I miss those people. I miss the camaraderie. I miss the carefree days and the questionable decisions at night. There was a freedom in those years that’s hard to replicate. Life wasn’t simpler—just more spontaneous.

And yet—I never fail to appreciate what I have now. I’m deeply grateful to live comfortably, especially in a time when so many people are struggling just to get by. That’s not something I take lightly. There’s peace in knowing that my family is safe, and our needs are met. That’s a kind of wealth I don’t ever want to take for granted.

But still—summer moves too fast.

As adults, the season is no longer endless. It’s scheduled. It’s booked. It’s full of obligations and logistics. Even beauty can feel rushed when it’s crammed between calendar appointments.

Sometimes a song will come on, and I’m instantly transported. The other day it was “Just Like Heaven” by The Cure, and suddenly I was seventeen again—sweaty, smiling, leaning against the wall of a dorm at camp, wondering what the night would bring. No responsibilities. No schedule. Just music, people, and the sense that anything could happen.

In those moments, I feel it all again—the joy, the freedom, the ache.

So next summer, I want to be more deliberate. I want to appreciate the scent of fresh-cut grass—the kind you first notice in spring, that smells like promises to be kept. I want to savor simple walks with my wife and our dog, when no boots or jackets are needed. I want to sit by a campfire under a clear sky, counting stars and spotting the occasional satellite.
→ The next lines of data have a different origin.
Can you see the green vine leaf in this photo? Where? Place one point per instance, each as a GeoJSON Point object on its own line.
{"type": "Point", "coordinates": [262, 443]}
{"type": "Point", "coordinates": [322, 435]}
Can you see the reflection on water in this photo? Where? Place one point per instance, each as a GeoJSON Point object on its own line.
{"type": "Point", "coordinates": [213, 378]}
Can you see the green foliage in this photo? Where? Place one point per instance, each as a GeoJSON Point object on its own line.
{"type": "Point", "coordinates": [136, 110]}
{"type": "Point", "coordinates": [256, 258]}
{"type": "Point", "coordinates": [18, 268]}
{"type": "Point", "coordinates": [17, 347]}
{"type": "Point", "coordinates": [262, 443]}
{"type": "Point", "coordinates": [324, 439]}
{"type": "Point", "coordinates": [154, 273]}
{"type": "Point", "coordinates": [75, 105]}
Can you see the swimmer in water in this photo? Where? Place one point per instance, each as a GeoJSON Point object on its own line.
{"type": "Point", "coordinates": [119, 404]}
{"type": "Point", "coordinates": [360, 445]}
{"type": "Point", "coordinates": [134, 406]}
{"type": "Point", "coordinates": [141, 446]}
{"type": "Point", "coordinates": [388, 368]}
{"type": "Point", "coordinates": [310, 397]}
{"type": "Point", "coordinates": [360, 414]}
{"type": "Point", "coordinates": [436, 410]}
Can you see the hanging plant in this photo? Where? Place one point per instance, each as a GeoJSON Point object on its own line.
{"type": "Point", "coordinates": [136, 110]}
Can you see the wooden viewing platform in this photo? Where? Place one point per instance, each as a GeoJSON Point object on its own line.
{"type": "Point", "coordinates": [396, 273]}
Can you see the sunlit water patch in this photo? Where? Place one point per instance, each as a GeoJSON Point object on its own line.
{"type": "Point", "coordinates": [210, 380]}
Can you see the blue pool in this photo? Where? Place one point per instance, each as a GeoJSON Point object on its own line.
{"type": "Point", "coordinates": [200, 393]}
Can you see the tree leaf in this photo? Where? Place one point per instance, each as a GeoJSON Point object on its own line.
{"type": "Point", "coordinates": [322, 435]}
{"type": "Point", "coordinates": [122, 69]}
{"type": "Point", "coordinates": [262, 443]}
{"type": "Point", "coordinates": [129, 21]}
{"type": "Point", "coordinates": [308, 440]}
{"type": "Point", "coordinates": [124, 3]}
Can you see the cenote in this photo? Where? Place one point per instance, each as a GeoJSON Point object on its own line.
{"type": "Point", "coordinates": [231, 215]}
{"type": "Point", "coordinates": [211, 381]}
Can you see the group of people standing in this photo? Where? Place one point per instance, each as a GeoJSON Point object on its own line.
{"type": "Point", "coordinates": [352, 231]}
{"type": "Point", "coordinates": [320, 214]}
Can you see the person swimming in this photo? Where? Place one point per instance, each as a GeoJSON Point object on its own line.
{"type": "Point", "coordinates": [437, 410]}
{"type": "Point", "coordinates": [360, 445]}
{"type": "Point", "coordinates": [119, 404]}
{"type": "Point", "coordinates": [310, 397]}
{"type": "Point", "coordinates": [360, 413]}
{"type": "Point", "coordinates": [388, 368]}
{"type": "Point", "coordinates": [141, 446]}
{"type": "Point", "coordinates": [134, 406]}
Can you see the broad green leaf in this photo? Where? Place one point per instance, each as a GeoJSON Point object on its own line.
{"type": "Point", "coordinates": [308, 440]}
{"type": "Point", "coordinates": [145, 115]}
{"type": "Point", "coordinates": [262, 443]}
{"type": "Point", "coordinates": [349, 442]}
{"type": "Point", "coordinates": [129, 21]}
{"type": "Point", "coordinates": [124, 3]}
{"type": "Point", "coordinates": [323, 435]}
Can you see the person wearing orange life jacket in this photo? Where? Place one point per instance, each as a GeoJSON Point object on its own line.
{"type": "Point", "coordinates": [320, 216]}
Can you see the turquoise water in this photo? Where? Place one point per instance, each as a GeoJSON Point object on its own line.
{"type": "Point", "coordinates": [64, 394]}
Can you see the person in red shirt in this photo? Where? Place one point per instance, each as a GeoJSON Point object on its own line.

I want more boat rides. More dinners with our friends at the lake. More Waffle Sundays with my own maple syrup. I want to appreciate each moment as it comes—not in hindsight, not when it’s slipping away, but right then.

Summer is cruel. Not because it’s unkind—but because it always leaves too soon.

But the memories… those stay.

And right now, I’m sitting by the campfire at the lake. Solar lights glow on the dock, casting reflections across the boat. Strings of warm bulbs hang in the trees, giving the night a soft, golden hush. I hear laughter from across the water—other families, other friends, also trying to hold on to this fleeting season.

A cozy campfire burning in a stone fire pit surrounded by darkness, with glowing embers and flames reaching up toward the night sky.

And I’m lucky. Lucky to be here. Lucky to have a wonderful wife to share it all with.

This moment, right now… this one won’t slip away.

A serene lakeside scene at night, featuring a sandy shore, softly glowing string lights among trees, and a dock with blue reflections on the water.